My breath caught in my throat. We were sitting closer than I’d realized, close enough that I could feel the heat radiating from his body. The air between us seemed charged with electricity.
“Dakota,” I started, not sure what I wanted to say, but knowing I needed to say something. The moment felt fragile, like it could shatter if I made the wrong move.
Dakota’s eyes held mine, patient and steady. “Yeah?”
My heart raced. I took a deep breath, trying to find the right words. “I... I’m glad you’re here. With us on this drive, I mean. And... here now.”
A small smile tugged at the corner of his mouth. “Wouldn’t be anywhere else.”
We sat there for a long moment, just looking at each other. I felt drawn to him, like a magnet pulling me closer. Almost without realizing it, I started to lean in.
Dakota’s eyes widened slightly, but he didn’t pull away. My gaze dropped to his lips, full and inviting in the moonlight. Just a few more inches and...
“Logan! Dakota!” Beau’s voice rang out over the prairie.
Then, rising up behind him, were dozens of coyotes howling into the night. Already I could hear the spooked moos of the cattle behind them.
“I fucking hate cattle drives…” I murmured, looking over at Dakota with a grin.
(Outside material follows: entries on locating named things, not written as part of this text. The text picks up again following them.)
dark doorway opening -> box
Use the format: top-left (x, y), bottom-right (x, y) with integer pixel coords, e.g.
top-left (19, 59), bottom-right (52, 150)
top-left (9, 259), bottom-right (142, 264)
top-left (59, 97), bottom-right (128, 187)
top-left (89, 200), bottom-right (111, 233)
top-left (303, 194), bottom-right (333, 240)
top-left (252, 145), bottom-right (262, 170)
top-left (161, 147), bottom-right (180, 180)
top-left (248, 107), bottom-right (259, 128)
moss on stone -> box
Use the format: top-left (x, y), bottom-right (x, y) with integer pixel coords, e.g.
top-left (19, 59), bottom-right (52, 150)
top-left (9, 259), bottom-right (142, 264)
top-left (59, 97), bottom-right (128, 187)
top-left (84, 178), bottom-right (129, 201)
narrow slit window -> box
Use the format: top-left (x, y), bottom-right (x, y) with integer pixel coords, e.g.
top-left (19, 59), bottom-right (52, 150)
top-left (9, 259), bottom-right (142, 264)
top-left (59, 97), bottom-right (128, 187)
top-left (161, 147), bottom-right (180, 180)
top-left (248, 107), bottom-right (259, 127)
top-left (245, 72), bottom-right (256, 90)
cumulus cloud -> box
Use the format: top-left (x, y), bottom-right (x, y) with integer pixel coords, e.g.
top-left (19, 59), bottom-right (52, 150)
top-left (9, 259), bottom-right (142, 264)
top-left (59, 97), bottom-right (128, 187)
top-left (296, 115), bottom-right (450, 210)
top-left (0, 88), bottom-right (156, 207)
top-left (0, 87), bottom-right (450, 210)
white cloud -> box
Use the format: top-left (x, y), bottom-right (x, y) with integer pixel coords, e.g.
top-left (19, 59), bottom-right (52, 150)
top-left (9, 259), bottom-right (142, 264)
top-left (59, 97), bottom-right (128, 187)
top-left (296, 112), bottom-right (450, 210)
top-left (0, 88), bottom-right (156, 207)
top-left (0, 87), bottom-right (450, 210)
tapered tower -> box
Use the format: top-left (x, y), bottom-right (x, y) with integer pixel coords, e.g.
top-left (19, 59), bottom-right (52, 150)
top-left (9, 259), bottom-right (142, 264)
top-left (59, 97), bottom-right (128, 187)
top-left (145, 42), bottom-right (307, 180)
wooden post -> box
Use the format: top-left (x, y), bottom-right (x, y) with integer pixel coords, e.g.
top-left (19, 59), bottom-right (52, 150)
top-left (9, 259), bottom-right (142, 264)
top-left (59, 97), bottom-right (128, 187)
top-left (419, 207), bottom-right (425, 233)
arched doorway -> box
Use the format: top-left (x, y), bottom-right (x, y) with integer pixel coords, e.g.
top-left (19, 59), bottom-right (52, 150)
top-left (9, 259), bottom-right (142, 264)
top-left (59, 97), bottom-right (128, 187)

“Come on,” Dakota sighed, pulling himself up and holding out a hand to me. “We just have to keep them alive for a couple of days and then we’ll get to rest.”
I took his hand, my cheeks flushing with heat. “I’ll hold you to that.”
Chapter 6
Logan
By the time we finally crawled into the tent, it was well into the early hours of the morning. The coyotes had harassed the cattle all night, and I was so exhausted from chasing them away that I could barely see straight. All three of us decided to go to bed at the same time considering dawn was only an hour or two away. We didn’t have long to sleep anyway before another grueling day on the trail. The only good news was, we were getting close to home now. Another day or two and we’d be done at last.
The moment I got in the tent, I stripped down to my underwear and crawled into the sleeping bag without a second thought. However, when the tent flap opened and Dakota stepped inside, I realized I’d made a mistake.
In my exhausted haze I’d forgotten all about the fact that we were still sharing a tent.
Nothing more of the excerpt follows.